City leaders are considering a proposal that would allow beach hotel developers to add more units to their projects than what is allowed now, a move they hope will boost tourism.
Pinellas County passed its own density measure last year, which all cities can adopt. But Clearwater's plan for the beach, while increasing current density levels, is more restrictive.
The city's plan would allow developers planning to build hotels on the beach to draw units from a pool of 1,385 rooms. Once depleted, that's it.
City leaders say they hope the proposed density pool will encourage the development of much needed mid-priced hotel rooms on the beach. They also see higher density levels as a way to build back some of the inventory the hotel industry lost during the condo boom.
Officials estimate Pinellas lost roughly 5,000 of its 40,000 rental rooms in four years, including some 1,200 on Clearwater Beach.
Statewide, tourism dropped in 2007, the first year-to-year decline since 2001, the state's tourism marketing agency said last month.
"We certainly need more updated rooms, and we'd like to have more moderately priced rooms," said Mayor Frank Hibbard. "But we also want people to understand that there is an end in sight for construction."
A condo development is more profitable for a developer than building a hotel under the beach's current density limits.
On Clearwater Beach, where existing regulations allow developers to build up to 50 hotel rooms or 30 condos per acre, the profit margin on one condo is about the same as six hotel rooms, say city planners.
The city decided to cap its proposed density pool at 1,385 units because the resulting new traffic would be all the beach could accommodate, said city planner Gina Clayton.
Here's how the pool would work: Beach hotel developers still would get up to 50 units per acre, as allowed now. But projects on 0.75 to 2.5 acres would be able to draw up to 100 more units from the pool.
Hotels being built on more than 2.5 acres could reach a density of 90 units per acre, including the 50 units permitted currently. That means a 3-acre project could have 270 hotel rooms — 120 drawn from the pool. Currently that same hotel would be capped at 150 units.
Once the 1,385 units are drawn from the pool, no more will be added, city leaders say.

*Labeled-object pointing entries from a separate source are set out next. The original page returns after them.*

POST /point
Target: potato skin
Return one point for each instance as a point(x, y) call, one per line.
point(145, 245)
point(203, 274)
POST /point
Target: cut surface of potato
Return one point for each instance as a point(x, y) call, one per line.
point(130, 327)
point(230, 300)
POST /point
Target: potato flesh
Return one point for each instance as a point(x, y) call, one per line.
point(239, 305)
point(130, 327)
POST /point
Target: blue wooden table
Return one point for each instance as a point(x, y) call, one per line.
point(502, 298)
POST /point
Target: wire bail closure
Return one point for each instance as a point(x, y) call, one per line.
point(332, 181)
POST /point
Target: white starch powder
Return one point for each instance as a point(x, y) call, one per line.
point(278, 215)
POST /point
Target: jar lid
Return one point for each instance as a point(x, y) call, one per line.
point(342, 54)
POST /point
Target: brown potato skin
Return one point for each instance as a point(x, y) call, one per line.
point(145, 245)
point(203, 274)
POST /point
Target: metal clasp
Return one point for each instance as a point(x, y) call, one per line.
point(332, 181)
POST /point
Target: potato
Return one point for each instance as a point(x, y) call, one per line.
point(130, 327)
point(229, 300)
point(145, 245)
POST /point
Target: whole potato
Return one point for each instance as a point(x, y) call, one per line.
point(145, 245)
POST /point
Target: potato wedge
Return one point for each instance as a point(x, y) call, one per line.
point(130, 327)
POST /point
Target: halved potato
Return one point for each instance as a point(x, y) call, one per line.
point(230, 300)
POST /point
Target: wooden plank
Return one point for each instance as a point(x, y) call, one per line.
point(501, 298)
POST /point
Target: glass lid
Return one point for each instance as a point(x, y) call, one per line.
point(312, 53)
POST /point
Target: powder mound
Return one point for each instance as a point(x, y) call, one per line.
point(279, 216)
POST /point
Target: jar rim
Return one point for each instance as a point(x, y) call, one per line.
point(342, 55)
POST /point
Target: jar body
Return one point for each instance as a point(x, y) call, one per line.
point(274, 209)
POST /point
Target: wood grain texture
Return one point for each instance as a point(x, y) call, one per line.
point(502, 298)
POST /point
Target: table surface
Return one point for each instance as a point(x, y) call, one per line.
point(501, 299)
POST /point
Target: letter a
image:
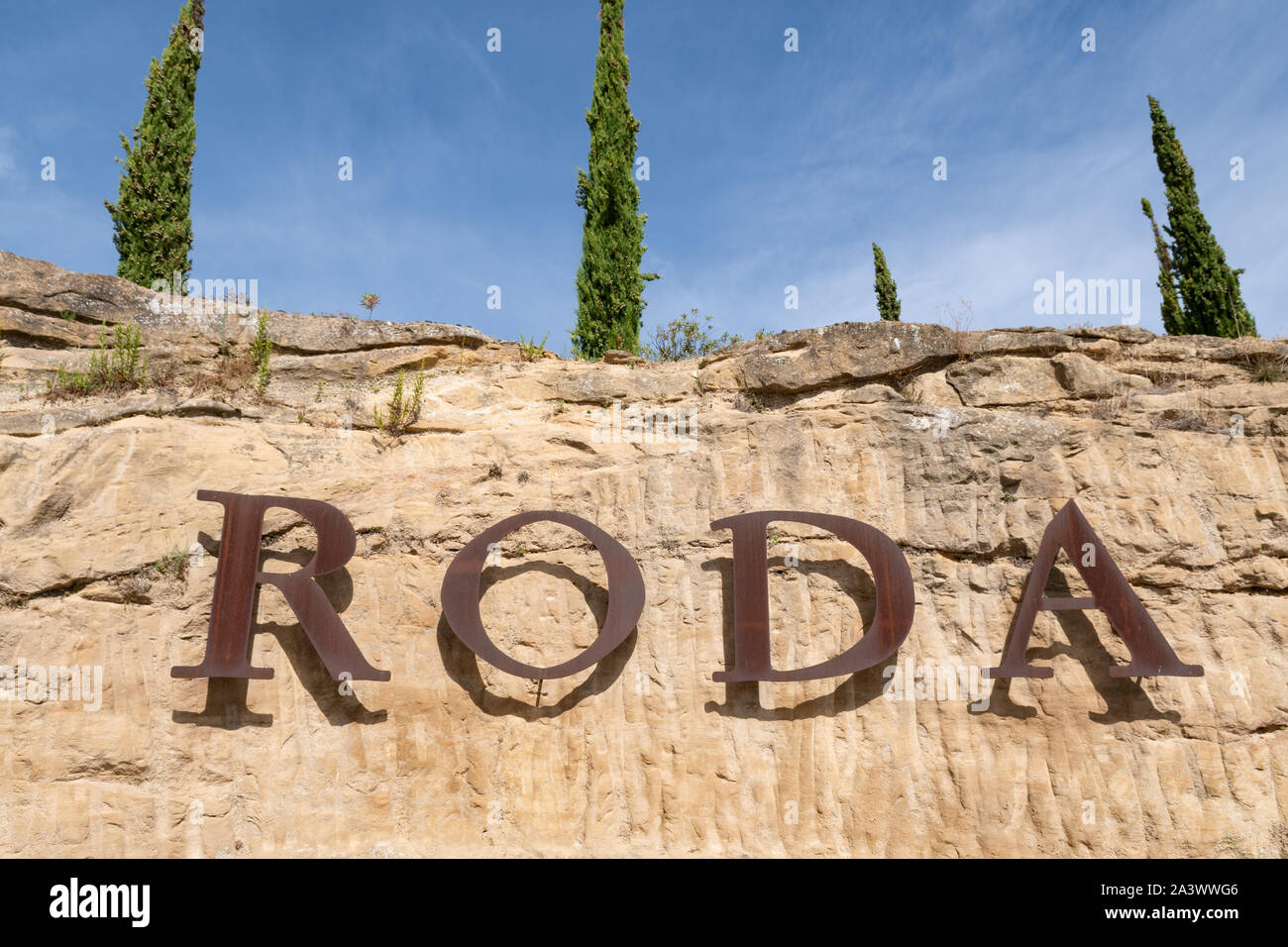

For a hotel developer to draw from the pool, the project must meet certain parking and design guidelines, then go before the Community Development Board and the City Council for final approval.
The idea, Clayton said, is to encourage owners of smaller hotel properties to add rooms and to entice developers envisioning larger projects to buy properties and convert them to hotels. Right now, owners of some of the so-called mom and pop motels with 20 or fewer rooms say they are losing money.
The City Council is expected to discuss the proposal Thursday.
Not everyone agrees with the plan. Opinions were mixed at a public meeting the city convened on the beach a few weeks ago to gauge reaction. Some residents said the added density would create horrendous traffic problems. Others, though, said it would help the economy.
Sheila Cole, executive director of the Clearwater Beach Chamber of Commerce, said she thinks the council is moving too fast and property owners with land parcels of less than 0.75 acres won't benefit. She said the city should hold more meetings, particularly with local business owners as well as the beach chamber.
She added she doesn't believe the 1,385-room pool is large enough because some small-motel owners will eventually close and nonhotel projects will gobble up even more overnight rooms.
Under the county's plan, which the City Council is expected to put in effect citywide except on the beach, hotel developers can build 75 units on parcels less than an acre; 100 units an acre on 1- to 3-acre parcels and 125 units an acre on parcels larger than 3 acres.
Clayton said the city's proposal is smarter for Clearwater Beach because it allows greater density on smaller parcels, an important consideration where assembling parcels is expensive.